# Greek Mathematics

## (c) The Irrational

Schol. lxii. in Eucl. Elem. x., Eucl. ed. Heiberg v. 450. 16–18

Τὸ θεώρημα τοῦτο Θεαιτήτειόν ἐστιν εὕρημα, καὶ μέμνηται αὐτοῦ ὁ Πλάτων ἐν Θεαιτήτῳ, ἀλλ᾿ ἐκεῖ μὲν μερικώτερον ἔγκειται, ἐνταῦθα δὲ καθόλου.

Plat. Theaet. 147 d–148 bΘΕΑΙΤΗΤΟΣ. Περὶ δυνάμεών τι ἡμῖν Θεόδωρος
ὅδε ἔγραφε, τῆς τε τρίποδος πέρι καὶ πεντέποδος [ἀποφαίνων]^{1} ὅτι μήκει οὐ σύμμετροι τῇ
ποδιαίᾳ, καὶ οὕτω κατὰ μίαν ἑκάστην προαιρούμενος
μέχρι τῆς ἑπτακαιδεκάποδος· ἐν δὲ ταύτῃ
πως ἐνέσχετο. ἡμῖν οὖν εἰσῆλθέ τι τοιοῦτον,
ἐπειδὴ ἄπειροι τὸ πλῆθος αἱ δυνάμεις ἐφαίνοντο,
πειραθῆναι συλλαβεῖν εἰς ἕν, ὅτῳ πάσας ταύτας
προσαγορεύσομεν τὰς δυνάμεις.

# Theaetetus

## (c)The Irrational

Euclid, Elements x., Scholium lxii., ed. Heiberg v. 450. 16–18

This theorem [Eucl. Elem. x. 9]^{a} is the discovery of Theaetetus, and Plato recalls it in the Theaetetus, but there it arises in a particular case, here it is treated generally.

Theaetetus. Theodorus^{b} was proving to us a certain thing about square roots, I mean the square roots of three square feet and five square feet, namely, that these roots are not commensurable in length with the foot-length, and he proceeded in this way, taking each case in turn up to the root of seventeen square feet; at this point for some reason he stopped.^{c} Now it occurred to us, since the number of square roots appeared to be unlimited, to try to gather them into one class, by which we could henceforth describe all the roots.

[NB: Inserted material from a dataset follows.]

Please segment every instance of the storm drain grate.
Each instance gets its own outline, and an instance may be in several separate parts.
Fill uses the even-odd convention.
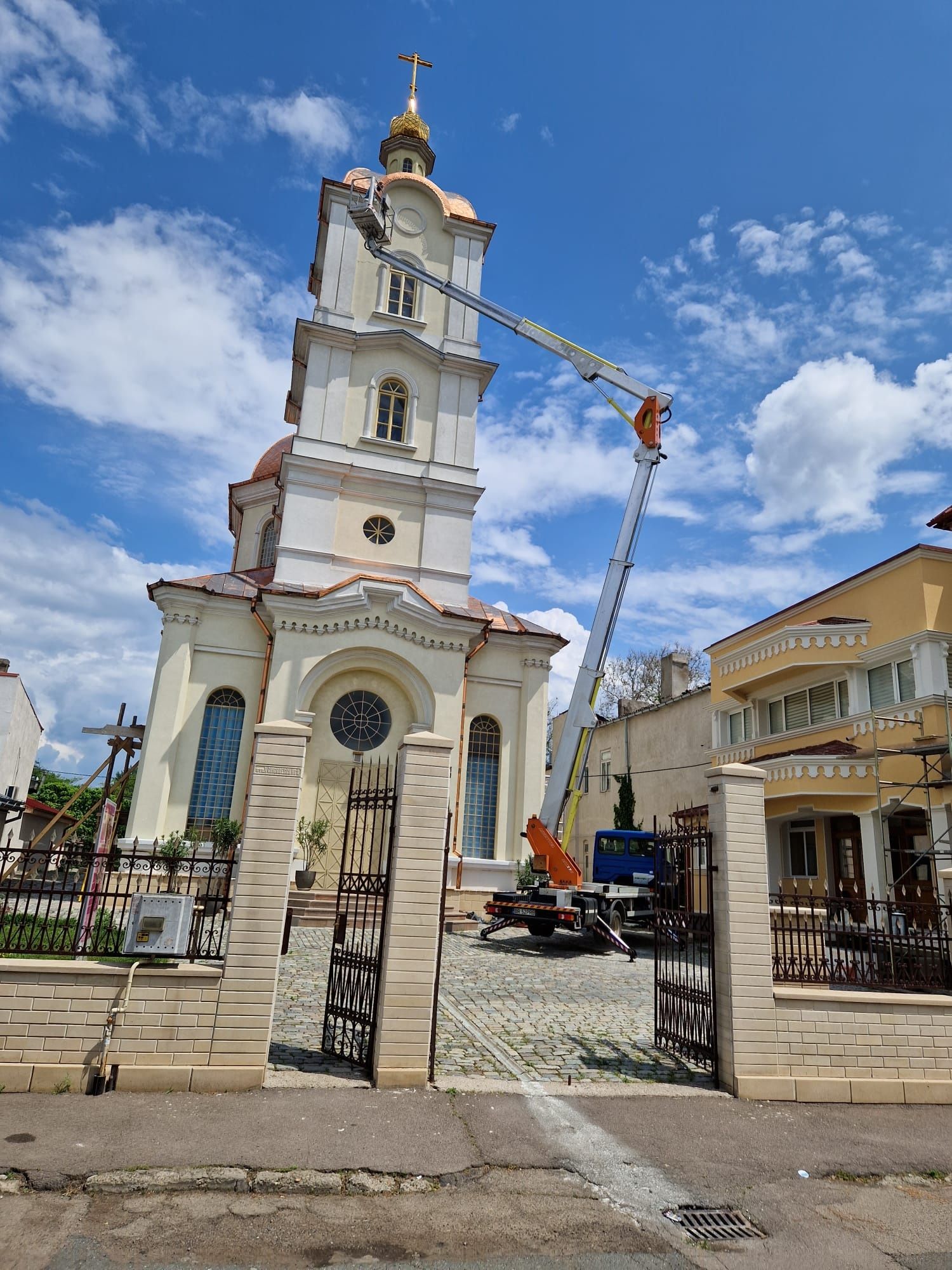
[[[683,1204],[669,1208],[664,1214],[670,1222],[689,1234],[692,1240],[765,1240],[736,1208],[702,1208],[701,1204]]]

^{a}The enunciation is: The squares on straight lines commensurable in length have to one another the ratio which a square number has to a square number; and squares which have to one another the ratio which a square number has to a square number will also have their sides commensurable in length. But the squares on straight lines incommensurable in length have not to one another the ratio which a square number has to a square number; and squares which have not to one another the ratio which a square number has to a square number will not have their sides commensurable in length either.^{b}Theodorus of Cyrene, claimed by Iamblichus (Vit. Pythag. 36) as a Pythagorean and said to have been Plato’s teacher in mathematics (Diog. Laert. ii. 103).^{c}Several conjectures have been put forward to explain how Theodorus proved that √3̅, √5̅ . . . √1̅7̅ are incommensurable. They are summarized by Heath (H. G. M. i. 204-208). One theory is that Theodorus adapted the traditional proof (supra, p. 110) of the incommensurability of √2̅. Another, put forward by Zeuthen (“Sur la constitution des livres arithmétiques des Eléments d’Euclide et leur rapport à la question de 1’irrationalité” in Oversigt over det kgl, Danske videnskabernes Selskabs Forhandlinger, 1915, pp. 422 ff.), depends on the process of finding the greatest common measure as stated in Eucl. x. 2. If two magnitudes are such that the process of finding their G.C.M. never comes to an end, the two magnitudes are incommensurable. The method is simple in theory, but the geometrical application is fairly complicated, though doubtless not beyond the capabilities of Theodorus.